(Muro de Murcia, marzo 2009, artista: Alberto Depedro)
"Voici ce que j'ai pensé: parmi les Proverbes de l'enfer de William Blake on trouve celui-ci que les désirs inassouvis engendrent la pestilence; pour cette raison qu'ils ne s'éteignent pas dans le confinement et l'obscurité, étant en nous la manifestation nécessaire de la vie sensible et de notre enthousiasme naturel; mais qu'ils fermentent et se corrompent à notre insu comme dans une cave malsaine; qu'ils se métamorphosent en leur contraire, se changeant en passivité et en faiblesse, ajoute Blake; et c'est seulement quand ils sont bien putréfiés dans l'inassouvissement que l'économie s'offre à les satisfaire en leur proposant ses représentations, qui sont le moyen de son règne à la fois que la justification que lui fournissent ses consommateurs, en les acceptant.
S'il nous était loisible de faire l'anatomie des convoitises et des besoins, des jouissances et des satiétés qui nous attachent à cette société et nous la font trouver excellente, et de découvrir chaque fois sous ces figures flétries ou viciées la physionomie de ce qui en était le principe avant qu'il ne pourrisse ainsi, on reconnaîtrait quelque chose qu'aucune marchandise ne saurait contenter et qui même en réclame expressément l'absence.
Cela s'entend immédiatement si l'on en considère le type idéal que sont les films en couleurs de la pornographie industrielle: à quoi proposent-ils de s'assouvir sinon à l'inassouvissement lui-même, qui est la condition de leur utilité, le marché qu'ils reproduisent en le satisfaisant. On voit comment d'être ainsi exaucée cette misère morale en vient à se croire un désir positif ayant pour objet ces rêves dirigés sur écran et ne peut pas du tout songer à se connaître comme insatisfaction; et de quoi, en réalité.
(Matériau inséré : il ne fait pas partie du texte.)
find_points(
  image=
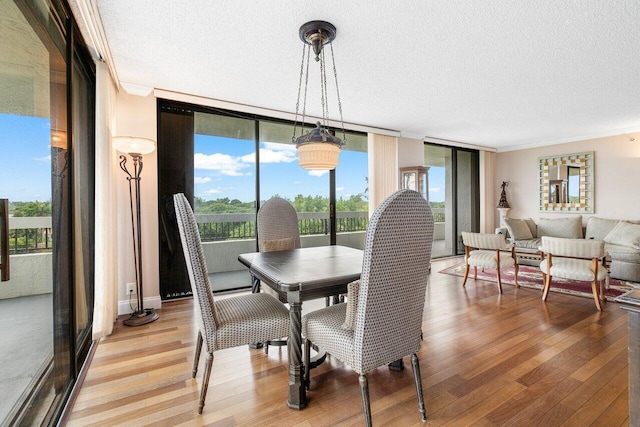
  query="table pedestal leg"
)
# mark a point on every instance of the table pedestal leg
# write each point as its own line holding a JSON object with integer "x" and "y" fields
{"x": 297, "y": 394}
{"x": 634, "y": 364}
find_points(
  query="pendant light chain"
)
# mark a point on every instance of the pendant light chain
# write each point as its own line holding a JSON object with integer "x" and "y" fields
{"x": 304, "y": 104}
{"x": 324, "y": 99}
{"x": 319, "y": 148}
{"x": 335, "y": 75}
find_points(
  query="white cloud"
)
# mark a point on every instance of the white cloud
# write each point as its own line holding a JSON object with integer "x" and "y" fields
{"x": 212, "y": 191}
{"x": 225, "y": 164}
{"x": 45, "y": 159}
{"x": 201, "y": 180}
{"x": 277, "y": 146}
{"x": 273, "y": 153}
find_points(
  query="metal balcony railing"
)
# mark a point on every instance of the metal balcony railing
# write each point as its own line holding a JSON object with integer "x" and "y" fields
{"x": 34, "y": 234}
{"x": 29, "y": 235}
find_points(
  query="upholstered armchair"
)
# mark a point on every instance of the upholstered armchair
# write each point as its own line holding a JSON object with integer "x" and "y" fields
{"x": 382, "y": 319}
{"x": 488, "y": 251}
{"x": 575, "y": 259}
{"x": 229, "y": 322}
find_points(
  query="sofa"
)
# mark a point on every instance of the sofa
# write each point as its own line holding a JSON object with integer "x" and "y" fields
{"x": 621, "y": 238}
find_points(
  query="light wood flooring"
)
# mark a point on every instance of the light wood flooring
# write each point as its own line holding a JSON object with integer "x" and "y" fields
{"x": 486, "y": 359}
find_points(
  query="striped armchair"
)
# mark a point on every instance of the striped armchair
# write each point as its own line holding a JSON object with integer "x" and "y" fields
{"x": 391, "y": 294}
{"x": 575, "y": 259}
{"x": 488, "y": 251}
{"x": 229, "y": 322}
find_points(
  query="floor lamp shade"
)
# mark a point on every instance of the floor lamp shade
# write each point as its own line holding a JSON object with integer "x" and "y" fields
{"x": 135, "y": 147}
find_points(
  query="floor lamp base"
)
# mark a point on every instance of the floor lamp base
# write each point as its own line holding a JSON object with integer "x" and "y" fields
{"x": 143, "y": 317}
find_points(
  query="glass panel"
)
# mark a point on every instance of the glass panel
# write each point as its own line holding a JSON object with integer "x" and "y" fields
{"x": 352, "y": 186}
{"x": 224, "y": 195}
{"x": 35, "y": 354}
{"x": 83, "y": 154}
{"x": 441, "y": 198}
{"x": 467, "y": 194}
{"x": 280, "y": 175}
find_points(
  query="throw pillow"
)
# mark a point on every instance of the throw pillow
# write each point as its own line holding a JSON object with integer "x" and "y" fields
{"x": 532, "y": 226}
{"x": 277, "y": 244}
{"x": 598, "y": 228}
{"x": 569, "y": 228}
{"x": 353, "y": 291}
{"x": 624, "y": 234}
{"x": 518, "y": 229}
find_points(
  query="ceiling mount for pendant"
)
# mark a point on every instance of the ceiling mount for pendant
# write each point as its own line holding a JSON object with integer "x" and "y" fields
{"x": 318, "y": 149}
{"x": 317, "y": 34}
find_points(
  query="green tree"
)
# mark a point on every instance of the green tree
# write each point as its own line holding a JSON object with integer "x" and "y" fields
{"x": 31, "y": 209}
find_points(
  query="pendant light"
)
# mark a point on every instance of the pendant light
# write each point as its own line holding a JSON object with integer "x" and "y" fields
{"x": 318, "y": 149}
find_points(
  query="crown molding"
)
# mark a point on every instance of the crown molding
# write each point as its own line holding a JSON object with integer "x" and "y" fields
{"x": 87, "y": 14}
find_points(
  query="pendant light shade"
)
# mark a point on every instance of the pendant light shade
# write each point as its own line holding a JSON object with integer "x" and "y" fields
{"x": 318, "y": 149}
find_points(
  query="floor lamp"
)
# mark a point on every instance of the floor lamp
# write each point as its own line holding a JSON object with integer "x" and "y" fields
{"x": 136, "y": 147}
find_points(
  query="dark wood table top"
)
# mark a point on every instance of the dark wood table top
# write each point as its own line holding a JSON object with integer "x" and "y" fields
{"x": 316, "y": 271}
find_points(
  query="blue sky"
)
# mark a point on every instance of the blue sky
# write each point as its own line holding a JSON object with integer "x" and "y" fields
{"x": 224, "y": 167}
{"x": 25, "y": 163}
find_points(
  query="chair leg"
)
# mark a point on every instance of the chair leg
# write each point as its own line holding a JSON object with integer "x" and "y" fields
{"x": 596, "y": 296}
{"x": 466, "y": 274}
{"x": 205, "y": 381}
{"x": 366, "y": 404}
{"x": 307, "y": 364}
{"x": 196, "y": 359}
{"x": 416, "y": 375}
{"x": 547, "y": 286}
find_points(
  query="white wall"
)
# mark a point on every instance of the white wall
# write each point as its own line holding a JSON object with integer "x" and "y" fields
{"x": 136, "y": 116}
{"x": 616, "y": 171}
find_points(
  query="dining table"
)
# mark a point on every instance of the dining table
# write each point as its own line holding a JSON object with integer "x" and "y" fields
{"x": 299, "y": 275}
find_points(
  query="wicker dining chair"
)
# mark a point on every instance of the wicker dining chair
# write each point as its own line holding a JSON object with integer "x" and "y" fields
{"x": 277, "y": 226}
{"x": 229, "y": 322}
{"x": 384, "y": 323}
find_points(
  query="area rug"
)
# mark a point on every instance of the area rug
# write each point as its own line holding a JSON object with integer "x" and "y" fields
{"x": 531, "y": 277}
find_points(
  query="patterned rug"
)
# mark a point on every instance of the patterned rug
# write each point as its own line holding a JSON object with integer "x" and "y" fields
{"x": 531, "y": 277}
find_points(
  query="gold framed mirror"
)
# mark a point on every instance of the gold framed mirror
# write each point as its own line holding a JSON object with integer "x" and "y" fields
{"x": 566, "y": 183}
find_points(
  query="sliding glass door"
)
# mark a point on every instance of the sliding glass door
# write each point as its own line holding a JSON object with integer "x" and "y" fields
{"x": 229, "y": 164}
{"x": 453, "y": 195}
{"x": 46, "y": 144}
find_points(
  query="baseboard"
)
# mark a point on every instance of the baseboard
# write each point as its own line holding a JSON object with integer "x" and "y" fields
{"x": 124, "y": 307}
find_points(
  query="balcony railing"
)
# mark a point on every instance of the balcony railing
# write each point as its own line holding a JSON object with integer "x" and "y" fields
{"x": 29, "y": 235}
{"x": 217, "y": 227}
{"x": 34, "y": 234}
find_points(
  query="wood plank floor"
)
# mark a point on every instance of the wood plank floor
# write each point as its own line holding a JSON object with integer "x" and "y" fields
{"x": 486, "y": 359}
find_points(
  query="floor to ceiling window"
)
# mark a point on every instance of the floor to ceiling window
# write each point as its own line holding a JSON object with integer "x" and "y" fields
{"x": 47, "y": 88}
{"x": 238, "y": 162}
{"x": 453, "y": 180}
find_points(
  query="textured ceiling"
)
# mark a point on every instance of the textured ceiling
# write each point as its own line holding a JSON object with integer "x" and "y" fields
{"x": 496, "y": 73}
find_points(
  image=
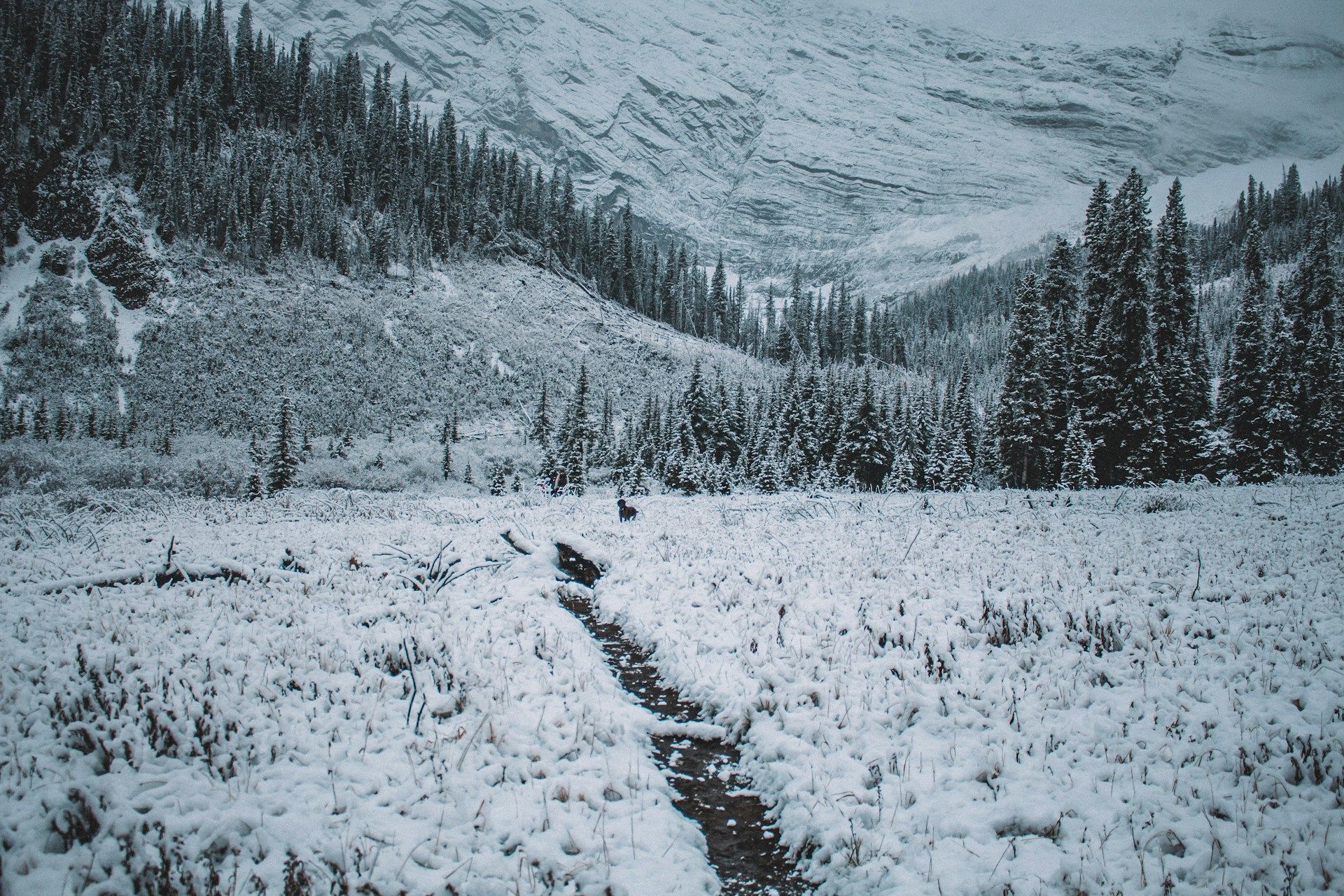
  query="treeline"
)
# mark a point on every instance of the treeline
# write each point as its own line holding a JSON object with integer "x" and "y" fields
{"x": 964, "y": 317}
{"x": 251, "y": 148}
{"x": 1107, "y": 381}
{"x": 1107, "y": 377}
{"x": 812, "y": 426}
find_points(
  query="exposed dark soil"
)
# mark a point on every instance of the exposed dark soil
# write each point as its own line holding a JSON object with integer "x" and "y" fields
{"x": 743, "y": 849}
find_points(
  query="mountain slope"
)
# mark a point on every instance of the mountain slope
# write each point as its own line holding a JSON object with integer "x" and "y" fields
{"x": 847, "y": 132}
{"x": 218, "y": 346}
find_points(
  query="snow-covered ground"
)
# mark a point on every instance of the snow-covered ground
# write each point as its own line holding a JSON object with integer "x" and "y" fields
{"x": 1124, "y": 691}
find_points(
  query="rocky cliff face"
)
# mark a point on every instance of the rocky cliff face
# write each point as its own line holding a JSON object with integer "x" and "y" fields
{"x": 846, "y": 133}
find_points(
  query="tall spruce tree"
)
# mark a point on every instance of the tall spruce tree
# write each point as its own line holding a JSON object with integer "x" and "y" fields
{"x": 1176, "y": 352}
{"x": 1245, "y": 384}
{"x": 284, "y": 457}
{"x": 1025, "y": 403}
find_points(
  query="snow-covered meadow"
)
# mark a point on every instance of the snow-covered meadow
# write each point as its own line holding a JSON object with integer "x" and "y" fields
{"x": 1121, "y": 691}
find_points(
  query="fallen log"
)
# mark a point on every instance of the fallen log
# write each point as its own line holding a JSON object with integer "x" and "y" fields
{"x": 166, "y": 575}
{"x": 577, "y": 566}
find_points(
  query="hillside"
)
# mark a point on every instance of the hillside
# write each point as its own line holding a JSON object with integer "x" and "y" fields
{"x": 894, "y": 139}
{"x": 220, "y": 343}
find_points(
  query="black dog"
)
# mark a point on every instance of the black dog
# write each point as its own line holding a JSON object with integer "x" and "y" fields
{"x": 625, "y": 511}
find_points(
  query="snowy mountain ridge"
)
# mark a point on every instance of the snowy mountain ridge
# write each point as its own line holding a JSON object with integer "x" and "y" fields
{"x": 894, "y": 140}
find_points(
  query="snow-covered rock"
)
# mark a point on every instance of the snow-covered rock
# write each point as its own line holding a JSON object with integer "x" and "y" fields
{"x": 901, "y": 137}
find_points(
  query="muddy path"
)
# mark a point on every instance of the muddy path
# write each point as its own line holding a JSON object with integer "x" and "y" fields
{"x": 745, "y": 852}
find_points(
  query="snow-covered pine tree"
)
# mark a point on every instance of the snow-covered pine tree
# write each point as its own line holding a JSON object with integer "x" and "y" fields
{"x": 1094, "y": 381}
{"x": 42, "y": 421}
{"x": 1245, "y": 383}
{"x": 1059, "y": 324}
{"x": 1139, "y": 403}
{"x": 1025, "y": 402}
{"x": 1315, "y": 292}
{"x": 575, "y": 440}
{"x": 863, "y": 453}
{"x": 284, "y": 460}
{"x": 540, "y": 430}
{"x": 1281, "y": 372}
{"x": 1177, "y": 354}
{"x": 255, "y": 486}
{"x": 1142, "y": 444}
{"x": 1077, "y": 469}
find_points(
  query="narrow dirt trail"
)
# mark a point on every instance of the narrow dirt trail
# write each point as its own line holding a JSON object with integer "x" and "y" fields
{"x": 743, "y": 850}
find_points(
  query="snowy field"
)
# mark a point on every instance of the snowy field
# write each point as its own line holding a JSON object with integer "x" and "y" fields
{"x": 1110, "y": 692}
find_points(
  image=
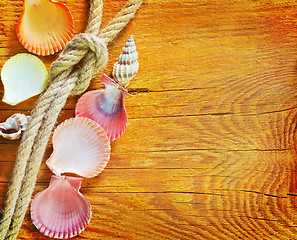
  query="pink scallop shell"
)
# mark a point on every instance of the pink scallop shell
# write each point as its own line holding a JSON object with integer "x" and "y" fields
{"x": 61, "y": 211}
{"x": 81, "y": 147}
{"x": 105, "y": 107}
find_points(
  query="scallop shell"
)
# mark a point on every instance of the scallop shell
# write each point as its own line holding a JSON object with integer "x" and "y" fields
{"x": 45, "y": 26}
{"x": 127, "y": 66}
{"x": 80, "y": 146}
{"x": 13, "y": 127}
{"x": 23, "y": 76}
{"x": 105, "y": 107}
{"x": 61, "y": 211}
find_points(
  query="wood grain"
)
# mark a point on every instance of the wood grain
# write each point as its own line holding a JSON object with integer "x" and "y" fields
{"x": 210, "y": 148}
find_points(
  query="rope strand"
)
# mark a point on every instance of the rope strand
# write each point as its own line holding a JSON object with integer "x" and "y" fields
{"x": 64, "y": 82}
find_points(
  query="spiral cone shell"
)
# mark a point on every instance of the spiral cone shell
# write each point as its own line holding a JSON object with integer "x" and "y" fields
{"x": 13, "y": 127}
{"x": 127, "y": 66}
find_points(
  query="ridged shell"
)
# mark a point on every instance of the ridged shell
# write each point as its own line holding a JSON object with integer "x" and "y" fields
{"x": 80, "y": 146}
{"x": 127, "y": 66}
{"x": 45, "y": 26}
{"x": 13, "y": 127}
{"x": 23, "y": 76}
{"x": 61, "y": 211}
{"x": 105, "y": 107}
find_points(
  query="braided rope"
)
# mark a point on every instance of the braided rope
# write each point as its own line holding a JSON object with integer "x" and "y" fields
{"x": 91, "y": 52}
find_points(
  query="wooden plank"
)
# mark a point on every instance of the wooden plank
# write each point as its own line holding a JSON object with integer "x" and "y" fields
{"x": 209, "y": 151}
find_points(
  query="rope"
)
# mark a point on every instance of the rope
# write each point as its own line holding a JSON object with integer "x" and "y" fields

C'est exactement la manière dont les stupétiants injectables se procurent leur clientèle.
Il faut donc quand on s'ennuie conserver à l'esprit que toutes les marchandises présentées en résolution de notre impatience et de notre vacuité sont de cette façon, et souvent bien plus défigurées encore: qu'y avait-il avant, qui s'est transformé en un magnétoscope, un brunch entre amis, une carte de crédit, une séance de psychothérapie, un voyage d'une semaine en Birmanie? que c'est d'être séparé de soi-même et du monde sensible qui nous plonge dans l'ennui, dont les plaisirs et les distractions de cette société sont la cause toujours renouvelée:
«Ils sentent qu'ils ne sont pas heureux et ils espèrent toujours de le devenir par les moyens même qui les rendent misérables», s'étonne Fénelon quand il observe ces hommes enchantés par les faux plaisirs: Ce qu'ils n'ont pas les afflige, ce qu'ils ont ne peut les remplir. Leurs douleurs sont véritables. Leurs joies sont courtes, vaines et empoisonnées. Elles leur coûtent plus qu'elles ne leur valent. Toute leur vie est une expérience sensible et continuelle de leur égarement, mais rien ne les ramène.
Pour cela que ces viandes creuses ne sont bonnes qu'à reproduire les faux besoins qu'elles trompent, et d'abord celui du travail, cet ennuyeux malheur; qui ne peuvent être ainsi la réjouissance et la nécessité que de la soumission; qui ne seraient pas le superflu de l'émancipation, mais l'objet de ses rires et de son incrédulité.
Anatole France trouvait étrange l'appétit de ses contemporains pour les nouveautés de la vie à l'américaine : «Ils sont aveugles et sourds aux miracles de cette poésie qui divinise la terre. Ils n'ont pas Virgile, et on les dit heureux, parce qu'ils ont des ascenseurs.» Ce n'est pas mystérieux: la domination produit les hommes dont elle a besoin, c'est-à-dire qui aient besoin d'elle; et toutes les prétendues commodités de la vie moderne, qui en font la gêne perpétuelle, s'expliquent assez par cette formule que l'économie flatte la faiblesse de l'homme pour faire de l'homme faible son consommateur, son obligé son marché captif qui ne peut plus se passer d'elle: une fois les ressorts de sa nature humaine détendus ou faussés, il est incapable de désirer autre chose que les appareils qui représentent et sont à la place des facultés dont il a été privé."
Baudoin de Bodinat , La vie sur terre- Réflexions sur le peu d'avenir que contient le temps où nous sommes.